Martora Fabrizio, Battista Teresa, Fabbrocini Gabriella, Megna Matteo
Dermatology Unit, Department of Clinical Medicine and Surgery, University of Naples Federico II, 80131 Naples, Italy.
Trop Med Infect Dis. 2023 Feb 8;8(2):107. doi: 10.3390/tropicalmed8020107.

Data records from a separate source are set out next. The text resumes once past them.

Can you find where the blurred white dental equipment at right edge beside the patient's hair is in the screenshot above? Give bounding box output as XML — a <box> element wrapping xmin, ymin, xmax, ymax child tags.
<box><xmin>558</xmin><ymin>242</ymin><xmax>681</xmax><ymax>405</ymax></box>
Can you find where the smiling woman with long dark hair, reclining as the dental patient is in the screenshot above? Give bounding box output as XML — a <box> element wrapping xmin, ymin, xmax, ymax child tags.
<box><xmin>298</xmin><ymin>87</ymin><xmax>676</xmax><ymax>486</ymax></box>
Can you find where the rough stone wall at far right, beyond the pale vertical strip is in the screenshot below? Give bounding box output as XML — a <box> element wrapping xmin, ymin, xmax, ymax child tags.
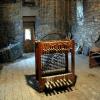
<box><xmin>84</xmin><ymin>0</ymin><xmax>100</xmax><ymax>47</ymax></box>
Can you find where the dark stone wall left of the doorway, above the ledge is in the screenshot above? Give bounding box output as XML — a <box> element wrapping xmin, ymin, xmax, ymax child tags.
<box><xmin>0</xmin><ymin>1</ymin><xmax>23</xmax><ymax>49</ymax></box>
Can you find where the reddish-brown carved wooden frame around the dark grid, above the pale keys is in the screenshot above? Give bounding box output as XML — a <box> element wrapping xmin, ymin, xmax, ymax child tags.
<box><xmin>35</xmin><ymin>40</ymin><xmax>76</xmax><ymax>92</ymax></box>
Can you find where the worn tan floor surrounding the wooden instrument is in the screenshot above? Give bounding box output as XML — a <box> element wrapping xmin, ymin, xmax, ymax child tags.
<box><xmin>0</xmin><ymin>54</ymin><xmax>100</xmax><ymax>100</ymax></box>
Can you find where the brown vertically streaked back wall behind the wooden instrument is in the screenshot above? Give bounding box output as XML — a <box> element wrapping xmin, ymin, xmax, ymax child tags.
<box><xmin>35</xmin><ymin>0</ymin><xmax>71</xmax><ymax>39</ymax></box>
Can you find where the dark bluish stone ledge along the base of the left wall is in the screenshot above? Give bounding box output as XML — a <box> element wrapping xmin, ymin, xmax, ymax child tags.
<box><xmin>0</xmin><ymin>42</ymin><xmax>22</xmax><ymax>63</ymax></box>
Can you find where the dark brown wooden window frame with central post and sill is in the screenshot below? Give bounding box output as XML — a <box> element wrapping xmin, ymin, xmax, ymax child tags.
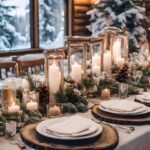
<box><xmin>0</xmin><ymin>0</ymin><xmax>69</xmax><ymax>57</ymax></box>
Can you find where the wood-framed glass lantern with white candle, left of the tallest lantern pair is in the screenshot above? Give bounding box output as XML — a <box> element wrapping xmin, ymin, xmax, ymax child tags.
<box><xmin>66</xmin><ymin>36</ymin><xmax>92</xmax><ymax>80</ymax></box>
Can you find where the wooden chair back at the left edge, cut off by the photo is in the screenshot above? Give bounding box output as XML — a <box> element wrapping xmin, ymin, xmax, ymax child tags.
<box><xmin>0</xmin><ymin>61</ymin><xmax>18</xmax><ymax>80</ymax></box>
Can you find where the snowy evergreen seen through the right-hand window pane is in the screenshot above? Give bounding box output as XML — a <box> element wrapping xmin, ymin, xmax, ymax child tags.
<box><xmin>39</xmin><ymin>0</ymin><xmax>62</xmax><ymax>42</ymax></box>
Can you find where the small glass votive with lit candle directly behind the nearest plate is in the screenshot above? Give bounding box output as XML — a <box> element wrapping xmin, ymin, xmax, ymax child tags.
<box><xmin>47</xmin><ymin>103</ymin><xmax>62</xmax><ymax>118</ymax></box>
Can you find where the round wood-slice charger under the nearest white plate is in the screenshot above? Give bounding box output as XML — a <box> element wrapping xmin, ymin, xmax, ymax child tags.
<box><xmin>20</xmin><ymin>124</ymin><xmax>119</xmax><ymax>150</ymax></box>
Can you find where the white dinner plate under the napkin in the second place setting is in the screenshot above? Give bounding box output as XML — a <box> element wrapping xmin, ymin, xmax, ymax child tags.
<box><xmin>99</xmin><ymin>100</ymin><xmax>150</xmax><ymax>115</ymax></box>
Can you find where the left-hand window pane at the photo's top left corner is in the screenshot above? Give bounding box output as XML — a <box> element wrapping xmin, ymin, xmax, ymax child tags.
<box><xmin>0</xmin><ymin>0</ymin><xmax>30</xmax><ymax>51</ymax></box>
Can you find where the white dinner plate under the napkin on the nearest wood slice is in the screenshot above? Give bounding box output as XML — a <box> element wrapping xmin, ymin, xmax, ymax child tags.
<box><xmin>36</xmin><ymin>117</ymin><xmax>103</xmax><ymax>140</ymax></box>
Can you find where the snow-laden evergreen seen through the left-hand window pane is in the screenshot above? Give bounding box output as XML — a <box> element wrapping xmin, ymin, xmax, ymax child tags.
<box><xmin>0</xmin><ymin>0</ymin><xmax>27</xmax><ymax>50</ymax></box>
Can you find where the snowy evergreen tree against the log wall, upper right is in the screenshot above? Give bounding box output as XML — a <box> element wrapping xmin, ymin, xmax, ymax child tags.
<box><xmin>87</xmin><ymin>0</ymin><xmax>149</xmax><ymax>52</ymax></box>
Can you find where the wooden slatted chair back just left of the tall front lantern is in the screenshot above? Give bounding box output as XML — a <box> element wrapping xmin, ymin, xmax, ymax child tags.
<box><xmin>18</xmin><ymin>58</ymin><xmax>44</xmax><ymax>76</ymax></box>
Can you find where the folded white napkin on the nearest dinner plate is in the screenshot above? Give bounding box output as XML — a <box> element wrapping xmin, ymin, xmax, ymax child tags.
<box><xmin>47</xmin><ymin>115</ymin><xmax>93</xmax><ymax>135</ymax></box>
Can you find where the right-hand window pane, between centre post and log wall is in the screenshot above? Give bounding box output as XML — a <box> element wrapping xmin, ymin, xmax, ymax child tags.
<box><xmin>39</xmin><ymin>0</ymin><xmax>64</xmax><ymax>48</ymax></box>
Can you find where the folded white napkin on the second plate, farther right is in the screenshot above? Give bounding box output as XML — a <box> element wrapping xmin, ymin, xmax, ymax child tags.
<box><xmin>100</xmin><ymin>100</ymin><xmax>142</xmax><ymax>112</ymax></box>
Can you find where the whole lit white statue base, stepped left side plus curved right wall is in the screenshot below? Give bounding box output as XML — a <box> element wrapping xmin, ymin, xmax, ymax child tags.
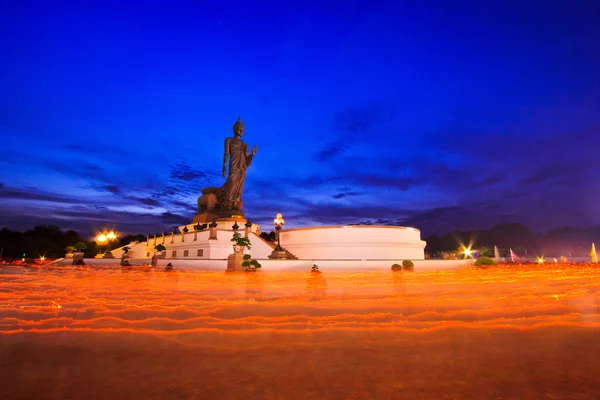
<box><xmin>112</xmin><ymin>225</ymin><xmax>425</xmax><ymax>261</ymax></box>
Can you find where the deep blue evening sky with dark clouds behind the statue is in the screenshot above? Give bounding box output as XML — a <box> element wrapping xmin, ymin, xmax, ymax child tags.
<box><xmin>0</xmin><ymin>0</ymin><xmax>600</xmax><ymax>235</ymax></box>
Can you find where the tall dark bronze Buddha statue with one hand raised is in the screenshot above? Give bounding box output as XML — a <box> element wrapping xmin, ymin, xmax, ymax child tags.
<box><xmin>194</xmin><ymin>117</ymin><xmax>258</xmax><ymax>223</ymax></box>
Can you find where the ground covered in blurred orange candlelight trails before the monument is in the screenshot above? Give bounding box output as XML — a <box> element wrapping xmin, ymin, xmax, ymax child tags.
<box><xmin>0</xmin><ymin>265</ymin><xmax>600</xmax><ymax>399</ymax></box>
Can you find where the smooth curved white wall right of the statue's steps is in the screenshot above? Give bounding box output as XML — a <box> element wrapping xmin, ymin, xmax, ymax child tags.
<box><xmin>281</xmin><ymin>225</ymin><xmax>425</xmax><ymax>260</ymax></box>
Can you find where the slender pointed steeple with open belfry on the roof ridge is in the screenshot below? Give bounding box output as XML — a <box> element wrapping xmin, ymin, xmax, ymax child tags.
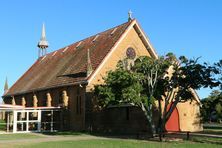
<box><xmin>37</xmin><ymin>23</ymin><xmax>49</xmax><ymax>57</ymax></box>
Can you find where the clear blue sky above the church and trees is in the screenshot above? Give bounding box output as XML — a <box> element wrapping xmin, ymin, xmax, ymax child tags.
<box><xmin>0</xmin><ymin>0</ymin><xmax>222</xmax><ymax>102</ymax></box>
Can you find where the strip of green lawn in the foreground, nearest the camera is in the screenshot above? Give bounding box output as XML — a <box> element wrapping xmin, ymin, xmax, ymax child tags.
<box><xmin>18</xmin><ymin>139</ymin><xmax>221</xmax><ymax>148</ymax></box>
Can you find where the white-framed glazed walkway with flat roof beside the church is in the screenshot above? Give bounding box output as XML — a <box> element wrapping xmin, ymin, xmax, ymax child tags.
<box><xmin>0</xmin><ymin>104</ymin><xmax>61</xmax><ymax>133</ymax></box>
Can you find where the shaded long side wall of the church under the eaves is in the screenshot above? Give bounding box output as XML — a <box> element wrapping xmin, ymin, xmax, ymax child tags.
<box><xmin>4</xmin><ymin>86</ymin><xmax>85</xmax><ymax>130</ymax></box>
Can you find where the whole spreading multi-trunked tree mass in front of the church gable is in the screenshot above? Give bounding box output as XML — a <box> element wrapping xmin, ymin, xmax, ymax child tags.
<box><xmin>95</xmin><ymin>53</ymin><xmax>220</xmax><ymax>140</ymax></box>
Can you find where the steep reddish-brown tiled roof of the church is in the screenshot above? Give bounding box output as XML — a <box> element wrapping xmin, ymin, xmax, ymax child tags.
<box><xmin>3</xmin><ymin>21</ymin><xmax>131</xmax><ymax>97</ymax></box>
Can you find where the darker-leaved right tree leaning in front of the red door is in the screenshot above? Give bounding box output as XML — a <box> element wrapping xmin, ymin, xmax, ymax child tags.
<box><xmin>153</xmin><ymin>54</ymin><xmax>220</xmax><ymax>139</ymax></box>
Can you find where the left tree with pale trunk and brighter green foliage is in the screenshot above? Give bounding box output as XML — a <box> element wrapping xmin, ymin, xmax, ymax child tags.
<box><xmin>95</xmin><ymin>56</ymin><xmax>171</xmax><ymax>137</ymax></box>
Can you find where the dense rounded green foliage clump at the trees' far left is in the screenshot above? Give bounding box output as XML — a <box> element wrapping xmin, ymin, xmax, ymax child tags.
<box><xmin>95</xmin><ymin>68</ymin><xmax>145</xmax><ymax>107</ymax></box>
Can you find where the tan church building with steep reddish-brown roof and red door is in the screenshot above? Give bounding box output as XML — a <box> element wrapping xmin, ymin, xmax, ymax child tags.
<box><xmin>3</xmin><ymin>15</ymin><xmax>202</xmax><ymax>132</ymax></box>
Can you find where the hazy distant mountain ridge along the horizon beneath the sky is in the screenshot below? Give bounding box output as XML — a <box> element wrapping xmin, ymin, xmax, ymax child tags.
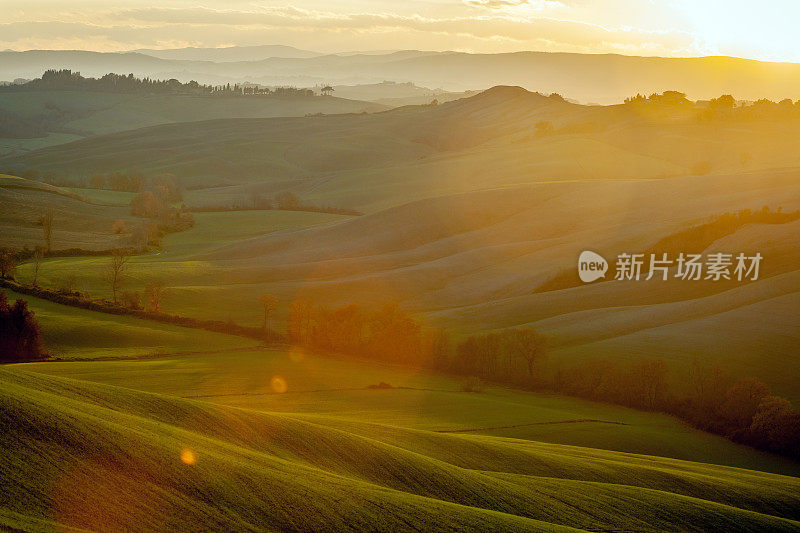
<box><xmin>0</xmin><ymin>47</ymin><xmax>800</xmax><ymax>104</ymax></box>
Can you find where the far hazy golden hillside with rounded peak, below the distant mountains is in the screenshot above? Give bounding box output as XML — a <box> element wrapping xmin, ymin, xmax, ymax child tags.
<box><xmin>6</xmin><ymin>87</ymin><xmax>800</xmax><ymax>200</ymax></box>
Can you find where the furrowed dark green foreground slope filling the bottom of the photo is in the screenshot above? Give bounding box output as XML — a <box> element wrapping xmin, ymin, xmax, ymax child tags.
<box><xmin>0</xmin><ymin>370</ymin><xmax>800</xmax><ymax>531</ymax></box>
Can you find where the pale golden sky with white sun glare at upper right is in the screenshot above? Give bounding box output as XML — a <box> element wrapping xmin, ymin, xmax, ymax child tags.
<box><xmin>0</xmin><ymin>0</ymin><xmax>800</xmax><ymax>62</ymax></box>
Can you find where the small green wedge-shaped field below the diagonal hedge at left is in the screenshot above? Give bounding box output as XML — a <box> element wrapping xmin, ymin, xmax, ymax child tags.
<box><xmin>0</xmin><ymin>289</ymin><xmax>253</xmax><ymax>359</ymax></box>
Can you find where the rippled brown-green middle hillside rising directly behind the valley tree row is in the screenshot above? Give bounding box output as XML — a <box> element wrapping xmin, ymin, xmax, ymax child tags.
<box><xmin>14</xmin><ymin>177</ymin><xmax>800</xmax><ymax>401</ymax></box>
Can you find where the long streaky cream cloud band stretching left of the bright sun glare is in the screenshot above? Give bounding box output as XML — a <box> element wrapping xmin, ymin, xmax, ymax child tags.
<box><xmin>0</xmin><ymin>5</ymin><xmax>697</xmax><ymax>55</ymax></box>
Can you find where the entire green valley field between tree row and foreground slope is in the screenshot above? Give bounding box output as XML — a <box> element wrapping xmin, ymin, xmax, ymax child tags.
<box><xmin>7</xmin><ymin>266</ymin><xmax>800</xmax><ymax>475</ymax></box>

Coronavirus disease 2019 (COVID-19), caused by severe acute respiratory syndrome coronavirus 2 (SARS-CoV-2), first isolated in Wuhan, China, is currently a pandemic. At the beginning of the pandemic, pulmonary issues were the most discussed and studied. However, now 3 years later, the role of the dermatologist has become increasingly central. Often the diversity in the presentation of these manifestations has made it difficult for the dermatologist to recognize them. In addition to the common symptoms involving fever, cough, dyspnea, and hypogeusia/hyposmia that have been widely discussed in the literature, much attention has been paid to dermatologic manifestations in the past year. The vaccination campaign has been the most important strategy to combat the COVID-19 pandemic. Specifically, two viral vector-based vaccines [Vaxzervria (AstraZeneca; AZD1222) and COVID-19 Janssen vaccine (Johnson & Johnson; Ad26.COV2. S)] and two mRNA-based vaccines [Comirnaty (Pfizer/BioNTech; BNT162b2) and Spikevax (Moderna; mRNA-1273)]. However, several cutaneous adverse reactions have been reported following vaccination, making the dermatologist's role critical. It is possible to group these adverse reactions according to a classification with six main clinical pictures: urticarial rash, erythematous/maculopapular/morbid rash, papulovesicular rash, chilblain-like acral pattern, livedo reticularis/racemose-like, and purpuric "vasculitic" pattern. Beyond this classification, there are several reports of other dermatologic manifestations associated with the infection, such as pityriasis rosea, herpes zoster, or, particularly, the worsening of pre-existing chronic inflammatory dermatologic diseases. Here we report the case of a 61-year-old patient who presented at our clinic with a diffuse psoriasiform eruption mixed with a concomitant blistering rash induced by COVID-19. The uniqueness of our case has two features: the first is the concomitance of the two events after infection that seems to be unprecedented; the second is the management of the patient that could help dermatology colleagues in the management of these conditions during infection.
2019冠状病毒病(COVID-19)由严重急性呼吸综合征冠状病毒2(SARS-CoV-2)引起,该病毒最早在中国武汉被分离出来,目前已成为大流行病。在大流行初期,肺部问题是讨论和研究最多的。然而,3年后,皮肤科医生的作用变得越来越重要。这些表现形式的多样性常常使皮肤科医生难以识别它们。除了文献中广泛讨论的发热、咳嗽、呼吸困难和味觉减退/嗅觉减退等常见症状外,过去一年对皮肤表现也给予了很多关注。疫苗接种运动一直是抗击COVID-19大流行的最重要策略。具体来说,有两种基于病毒载体的疫苗[Vaxzervria(阿斯利康;AZD1222)和COVID-19杨森疫苗(强生公司;Ad26.COV2.S)]以及两种基于mRNA的疫苗[Comirnaty(辉瑞/生物科技公司;BNT162b2)和Spikevax(莫德纳公司;mRNA-1273)]。然而,接种疫苗后报告了几种皮肤不良反应,这使得皮肤科医生的作用至关重要。可以根据六种主要临床表现的分类对这些不良反应进行分组:荨麻疹样皮疹、红斑/斑丘疹/病态皮疹、丘疹水疱性皮疹、冻疮样肢端型、网状青斑/总状样以及紫癜性“血管炎”型。除了这种分类外,还有几篇关于与感染相关的其他皮肤表现的报告,如玫瑰糠疹、带状疱疹,特别是既往慢性炎症性皮肤病的恶化。在此,我们报告一例61岁患者,该患者因COVID-19在我们诊所出现弥漫性银屑病样皮疹并伴有水疱性皮疹。我们病例的独特之处有两个特点:一是感染后这两种情况同时出现,这似乎是前所未有的;二是对该患者的治疗有助于皮肤科同行在感染期间对这些情况进行管理。